Federal Advocacy

Live from the AMA National Advocacy Conference: Physician advocacy and why it works with Todd Askew

. 14 MIN READ

AMA Update covers a range of health care topics affecting the lives of physicians, residents, medical students and patients. From private practice and health system leaders to scientists and public health officials, hear from the experts in medicine on COVID-19, medical education, advocacy issues, burnout, vaccines and more.

In today’s AMA Update, AMA Senior Vice President of Advocacy Todd Askew and American Medical Association Chief Experience Officer Todd Unger sit down to chat about the AMA’s latest advocacy efforts from its National Advocacy Conference in Washington, D.C. Topics include fixing prior authorization, reforming Medicare payment, fighting scope of practice expansion, supporting telehealth and reducing physician burnout.
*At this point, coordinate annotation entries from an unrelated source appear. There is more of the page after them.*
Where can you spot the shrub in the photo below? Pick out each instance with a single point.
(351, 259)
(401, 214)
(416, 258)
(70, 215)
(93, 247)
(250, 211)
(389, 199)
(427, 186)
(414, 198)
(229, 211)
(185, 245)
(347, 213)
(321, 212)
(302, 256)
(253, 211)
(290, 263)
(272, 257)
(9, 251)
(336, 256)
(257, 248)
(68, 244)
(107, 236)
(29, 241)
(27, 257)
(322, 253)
Learn how the AMA is #FightingForDocs and access resources from the AMA Recovery Plan for America’s Physicians.

Stay up to date on all the latest advocacy news by subscribing to AMA Advocacy Update.

Speaker

  • Todd Askew, senior vice president of advocacy, AMA

AMA Recovery Plan for America’s Physicians

After fighting for physicians during the pandemic, the AMA is taking on the next extraordinary challenge: Renewing the nation’s commitment to physicians.

Unger: Hello. This is the AMA Update video and podcast. Today, we're coming to you live from the AMA's National Advocacy Conference in Washington, D.C., to bring you the latest on what's happening on the advocacy issues that are most important to you. And for that, I'm joined by Todd Askew, the AMA's senior vice president of advocacy. I'm the other Todd, Todd Unger, the AMA's chief experience officer. Welcome, Todd.

Askew: Thanks, Todd. And welcome to Washington. Good to be with you in person.

Unger: It's good to be on your territory. And I feel like this is kind of like the event the other day, the Super Bowl. For your team, there's a lot of excitement in the air. We got a lot of big players here. What are you hoping to accomplish in the next couple of days?

Askew: Well, it's really a great opportunity, not only to showcase some of the great work the AMA's done, but to showcase our members, and to take them up to Capitol Hill, have them talk about these issues with their policymakers, with the staff, with the members of Congress, with senators, and also get to have them hear from some really important policymakers as well to kind of get a first-person view of the process and to participate in it.

Unger: Well, a lot of what we're doing today is kind of reviewing the priorities that the AMA is working on in preparation for those Hill visits. Talk to us a little bit about those priorities.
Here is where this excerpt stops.